留学生作业代写 Dimensionality Reduction

Dimensionality Reduction
Introduction

Illustrate the need for dimensionality reduction

What is Dimensionality Reduction?
|We have N data points in a high-dimensional space,
-e.g., in the order of tens of thousands of dimensions. |We want to project them into some low-
dimensional space,
-e.g., in the order of tens of dimensions.
|Why dimensionality reduction?
-A key technique to mitigate curse of dimensionality

The Curse of Dimensionality
|Consider histogram as a density estimator.
|Exponentially more samples would be needed in higher- dimensional spaces for the same “resolution”.
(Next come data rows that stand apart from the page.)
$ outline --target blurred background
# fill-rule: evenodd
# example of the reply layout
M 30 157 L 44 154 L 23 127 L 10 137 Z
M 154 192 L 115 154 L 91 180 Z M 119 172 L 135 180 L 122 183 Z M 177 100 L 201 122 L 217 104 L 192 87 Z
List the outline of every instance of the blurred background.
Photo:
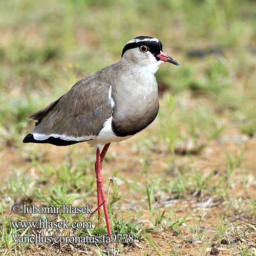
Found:
M 82 205 L 96 199 L 93 150 L 85 143 L 65 148 L 24 145 L 22 139 L 34 125 L 26 117 L 79 79 L 118 61 L 129 40 L 148 35 L 161 40 L 164 52 L 181 67 L 162 65 L 156 74 L 160 97 L 156 121 L 134 138 L 111 147 L 103 167 L 105 180 L 111 175 L 119 179 L 110 194 L 112 218 L 121 220 L 123 214 L 129 221 L 133 215 L 137 222 L 125 223 L 122 232 L 132 229 L 141 247 L 149 246 L 154 255 L 160 254 L 152 244 L 161 244 L 166 230 L 179 234 L 179 242 L 169 241 L 168 250 L 188 239 L 188 250 L 205 255 L 202 252 L 209 251 L 210 243 L 224 239 L 227 250 L 253 255 L 248 247 L 255 242 L 256 230 L 255 28 L 253 0 L 2 1 L 0 180 L 5 251 L 13 253 L 15 246 L 8 228 L 3 231 L 12 220 L 8 209 L 14 202 Z M 178 200 L 179 206 L 172 200 Z M 215 218 L 200 211 L 201 205 L 189 205 L 196 211 L 187 215 L 188 202 L 195 204 L 193 200 L 209 202 L 216 207 Z M 230 223 L 240 215 L 248 216 L 252 227 L 244 225 L 247 220 L 242 225 L 232 222 L 238 225 L 237 233 Z M 148 225 L 157 238 L 145 232 Z M 194 246 L 198 240 L 205 243 Z M 162 252 L 169 253 L 164 248 Z M 134 255 L 141 255 L 141 249 L 134 249 Z

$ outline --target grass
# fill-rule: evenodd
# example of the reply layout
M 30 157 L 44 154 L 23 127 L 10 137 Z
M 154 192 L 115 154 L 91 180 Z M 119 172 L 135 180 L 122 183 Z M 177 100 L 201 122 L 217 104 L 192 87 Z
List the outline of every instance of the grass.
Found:
M 203 255 L 216 243 L 232 255 L 253 255 L 253 2 L 4 0 L 2 6 L 0 254 Z M 24 145 L 22 138 L 34 125 L 26 117 L 78 79 L 117 61 L 126 42 L 144 34 L 160 39 L 181 66 L 159 69 L 157 120 L 135 139 L 111 145 L 103 164 L 113 230 L 132 233 L 135 242 L 116 248 L 15 244 L 11 233 L 105 233 L 96 214 L 90 218 L 92 229 L 11 227 L 11 221 L 40 218 L 88 220 L 79 214 L 14 215 L 14 203 L 90 203 L 94 209 L 97 204 L 94 151 L 84 144 L 58 150 Z

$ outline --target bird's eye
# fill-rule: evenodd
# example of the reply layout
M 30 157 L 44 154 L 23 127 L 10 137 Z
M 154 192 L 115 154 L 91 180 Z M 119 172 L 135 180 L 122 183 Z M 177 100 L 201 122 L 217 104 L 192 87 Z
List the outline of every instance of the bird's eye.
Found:
M 140 47 L 140 50 L 141 52 L 146 52 L 147 51 L 147 47 L 146 46 L 141 46 Z

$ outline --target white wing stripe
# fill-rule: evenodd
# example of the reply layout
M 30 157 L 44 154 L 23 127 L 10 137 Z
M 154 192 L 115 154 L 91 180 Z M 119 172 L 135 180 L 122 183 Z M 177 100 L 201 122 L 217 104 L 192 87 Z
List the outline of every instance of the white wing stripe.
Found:
M 36 140 L 45 140 L 49 139 L 50 137 L 57 138 L 59 138 L 60 139 L 66 141 L 81 141 L 82 140 L 89 140 L 95 139 L 97 136 L 95 135 L 91 135 L 89 136 L 80 136 L 80 137 L 73 137 L 67 136 L 66 135 L 61 135 L 60 134 L 50 134 L 49 135 L 46 135 L 45 134 L 41 134 L 39 133 L 32 133 L 34 139 Z

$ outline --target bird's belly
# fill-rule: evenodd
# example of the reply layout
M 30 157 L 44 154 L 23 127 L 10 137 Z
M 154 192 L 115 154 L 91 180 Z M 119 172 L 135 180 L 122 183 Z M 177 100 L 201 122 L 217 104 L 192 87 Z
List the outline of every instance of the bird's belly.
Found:
M 103 145 L 110 142 L 117 142 L 121 140 L 126 140 L 132 137 L 132 136 L 125 137 L 116 136 L 112 130 L 112 118 L 113 117 L 111 116 L 105 121 L 102 129 L 101 129 L 95 139 L 87 141 L 91 146 Z
M 117 106 L 113 115 L 114 133 L 118 137 L 125 137 L 140 132 L 155 120 L 159 108 L 158 99 L 148 102 L 141 98 L 139 104 L 136 102 L 121 108 Z

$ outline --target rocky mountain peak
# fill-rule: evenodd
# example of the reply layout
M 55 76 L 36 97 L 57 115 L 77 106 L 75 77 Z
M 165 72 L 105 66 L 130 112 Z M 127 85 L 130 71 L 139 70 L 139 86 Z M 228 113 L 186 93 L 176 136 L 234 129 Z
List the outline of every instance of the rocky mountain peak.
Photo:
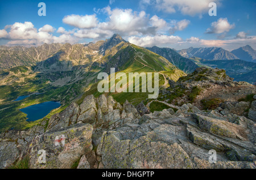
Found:
M 113 47 L 116 46 L 121 42 L 127 42 L 118 34 L 114 34 L 112 37 L 105 41 L 104 44 L 101 47 L 101 51 L 105 55 L 106 50 L 110 49 Z

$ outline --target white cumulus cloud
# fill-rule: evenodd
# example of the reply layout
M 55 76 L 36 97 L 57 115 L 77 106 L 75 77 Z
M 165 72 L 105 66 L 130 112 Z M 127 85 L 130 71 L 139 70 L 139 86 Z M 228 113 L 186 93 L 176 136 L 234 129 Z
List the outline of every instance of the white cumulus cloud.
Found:
M 190 20 L 183 19 L 179 22 L 172 20 L 172 27 L 170 29 L 170 33 L 172 34 L 177 31 L 183 31 L 186 28 L 190 23 Z
M 40 32 L 53 32 L 55 29 L 49 24 L 46 24 L 43 27 L 38 29 Z
M 67 24 L 81 29 L 94 28 L 98 24 L 98 20 L 95 14 L 85 16 L 72 14 L 65 16 L 62 20 Z
M 142 47 L 174 44 L 181 41 L 181 38 L 179 36 L 164 35 L 158 35 L 155 36 L 147 36 L 142 37 L 131 36 L 128 38 L 130 42 Z
M 159 11 L 167 13 L 179 11 L 184 15 L 195 16 L 208 12 L 210 2 L 217 3 L 220 1 L 221 0 L 141 0 L 141 3 L 150 3 Z
M 0 38 L 8 36 L 8 32 L 5 29 L 0 29 Z
M 228 32 L 235 27 L 234 23 L 230 24 L 228 18 L 220 18 L 217 22 L 212 23 L 211 27 L 206 31 L 207 33 L 220 34 Z

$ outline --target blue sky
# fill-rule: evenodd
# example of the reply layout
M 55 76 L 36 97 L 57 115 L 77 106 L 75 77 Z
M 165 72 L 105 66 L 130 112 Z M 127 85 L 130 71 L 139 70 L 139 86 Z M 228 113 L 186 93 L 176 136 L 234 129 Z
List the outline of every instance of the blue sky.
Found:
M 88 43 L 117 33 L 145 47 L 256 49 L 255 10 L 255 0 L 1 1 L 0 45 Z

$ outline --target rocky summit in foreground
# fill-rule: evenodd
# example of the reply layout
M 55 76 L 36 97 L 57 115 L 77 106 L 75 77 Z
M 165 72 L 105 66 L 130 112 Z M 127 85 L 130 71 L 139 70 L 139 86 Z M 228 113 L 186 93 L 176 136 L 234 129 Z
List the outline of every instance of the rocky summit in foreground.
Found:
M 27 131 L 2 133 L 0 168 L 24 160 L 30 168 L 256 168 L 255 121 L 189 103 L 154 113 L 137 108 L 90 95 Z

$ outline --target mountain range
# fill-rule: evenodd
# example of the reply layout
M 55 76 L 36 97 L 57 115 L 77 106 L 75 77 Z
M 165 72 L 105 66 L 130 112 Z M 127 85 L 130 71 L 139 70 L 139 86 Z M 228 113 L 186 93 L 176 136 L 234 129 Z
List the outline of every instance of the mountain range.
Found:
M 256 62 L 256 50 L 249 45 L 233 50 L 231 53 L 240 59 Z
M 256 51 L 250 46 L 246 45 L 232 50 L 231 52 L 222 48 L 197 48 L 191 47 L 178 50 L 177 52 L 184 57 L 199 57 L 207 60 L 230 60 L 240 59 L 249 62 L 255 62 Z
M 3 53 L 10 54 L 9 58 L 14 61 L 9 62 L 9 59 L 1 59 L 5 65 L 0 71 L 1 130 L 29 126 L 30 123 L 24 121 L 26 115 L 19 110 L 27 106 L 55 100 L 61 101 L 64 106 L 72 101 L 79 102 L 88 93 L 100 96 L 97 91 L 97 75 L 101 72 L 109 74 L 110 68 L 127 75 L 131 72 L 158 72 L 160 86 L 167 85 L 168 79 L 176 81 L 186 75 L 164 57 L 131 44 L 118 35 L 86 45 L 53 44 L 37 48 L 1 48 Z M 35 92 L 38 93 L 20 101 L 13 101 L 20 96 Z M 105 95 L 113 96 L 121 103 L 127 99 L 136 105 L 148 94 Z M 7 119 L 8 122 L 5 121 Z

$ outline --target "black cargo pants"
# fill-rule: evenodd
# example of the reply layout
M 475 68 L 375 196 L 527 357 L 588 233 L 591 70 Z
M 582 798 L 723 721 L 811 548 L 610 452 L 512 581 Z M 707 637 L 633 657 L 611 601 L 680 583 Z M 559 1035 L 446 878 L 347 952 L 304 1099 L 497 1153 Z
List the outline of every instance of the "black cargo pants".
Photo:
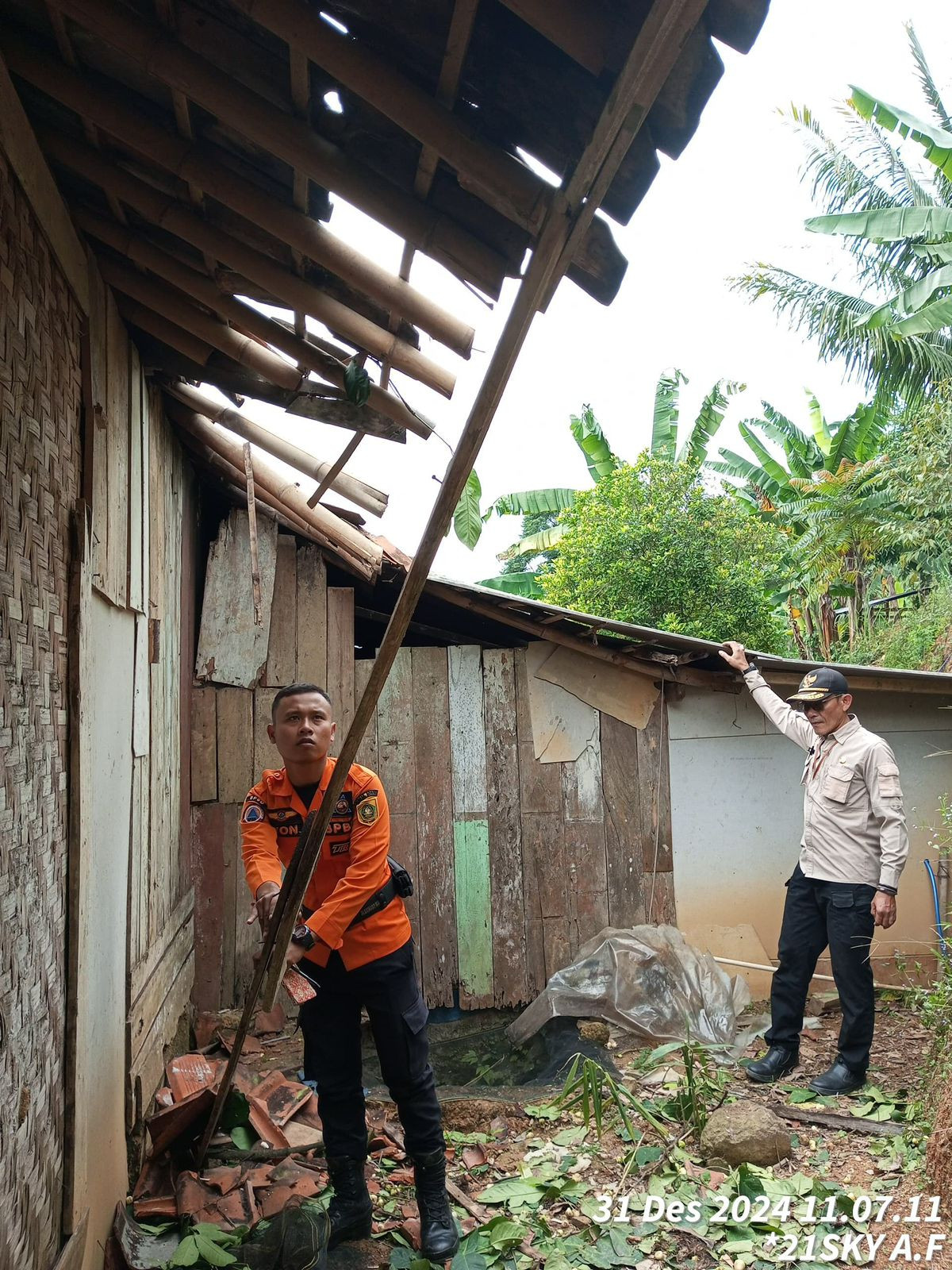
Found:
M 779 940 L 779 965 L 770 991 L 768 1045 L 800 1044 L 810 979 L 825 947 L 843 1006 L 839 1053 L 847 1067 L 866 1074 L 873 1038 L 875 996 L 869 964 L 875 886 L 821 881 L 805 876 L 800 865 L 787 883 Z
M 381 1073 L 396 1102 L 406 1152 L 443 1151 L 437 1082 L 426 1038 L 426 1005 L 416 982 L 414 945 L 347 970 L 339 952 L 326 966 L 298 965 L 317 988 L 301 1007 L 305 1077 L 317 1082 L 317 1110 L 327 1157 L 367 1156 L 360 1064 L 360 1007 L 367 1010 Z

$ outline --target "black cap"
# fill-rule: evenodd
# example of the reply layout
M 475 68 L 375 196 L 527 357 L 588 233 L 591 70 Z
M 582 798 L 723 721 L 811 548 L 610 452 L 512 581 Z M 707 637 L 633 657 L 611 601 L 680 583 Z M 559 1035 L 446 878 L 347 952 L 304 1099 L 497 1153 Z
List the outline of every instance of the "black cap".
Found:
M 845 674 L 834 671 L 831 665 L 821 665 L 819 671 L 809 671 L 800 681 L 800 687 L 787 701 L 825 701 L 849 692 Z

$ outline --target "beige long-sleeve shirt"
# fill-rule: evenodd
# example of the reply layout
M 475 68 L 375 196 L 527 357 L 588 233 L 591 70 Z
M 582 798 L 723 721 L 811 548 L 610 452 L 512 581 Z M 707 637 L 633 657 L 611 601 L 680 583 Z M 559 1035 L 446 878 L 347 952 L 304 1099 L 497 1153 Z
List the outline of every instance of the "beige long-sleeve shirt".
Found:
M 754 701 L 784 737 L 807 751 L 800 867 L 824 881 L 899 886 L 909 855 L 896 759 L 850 715 L 829 737 L 777 696 L 759 671 L 744 676 Z

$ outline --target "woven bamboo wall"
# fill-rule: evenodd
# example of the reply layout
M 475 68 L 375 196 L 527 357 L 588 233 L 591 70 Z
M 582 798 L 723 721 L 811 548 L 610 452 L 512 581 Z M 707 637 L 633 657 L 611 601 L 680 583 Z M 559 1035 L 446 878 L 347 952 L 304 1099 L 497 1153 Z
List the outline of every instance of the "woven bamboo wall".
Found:
M 61 1229 L 80 323 L 0 154 L 0 1265 L 18 1270 L 52 1265 Z

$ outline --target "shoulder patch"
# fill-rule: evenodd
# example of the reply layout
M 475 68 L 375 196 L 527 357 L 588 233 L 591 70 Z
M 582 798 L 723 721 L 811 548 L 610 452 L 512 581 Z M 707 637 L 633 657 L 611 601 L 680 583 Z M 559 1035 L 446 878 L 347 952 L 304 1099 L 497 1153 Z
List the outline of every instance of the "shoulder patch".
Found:
M 360 824 L 373 824 L 378 815 L 377 791 L 362 795 L 357 803 L 357 819 Z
Many Techniques for Dimensionality Reduction
|Many ways for going from a higher-dimensional space to a lower-dimensional space.
-Feature Selection achieves this by keeping only a subset of the original features/dimension.
|There are many other techniques, employing a feature mapping/projection approach.
-New features are generated (instead of selecting only from the original features).
-The underlying assumptions and/or goals of the techniques are often different.

Dimensionality Reduction
Principal Component Analysis: Basic Idea

Illustrate the basic idea of Principal Component Analysis

Principal Component Analysis: Basic Idea
|Look at a simple 2-D to 1-D example: we want to use a single feature to describe the 2-D samples
|Consider these possibilities
-Naïve: randomly discard one dimension
-Better: discard the less-descriptive one (x2 in the figure)
-Much better: project the data to a most-descriptive direction and use the projections.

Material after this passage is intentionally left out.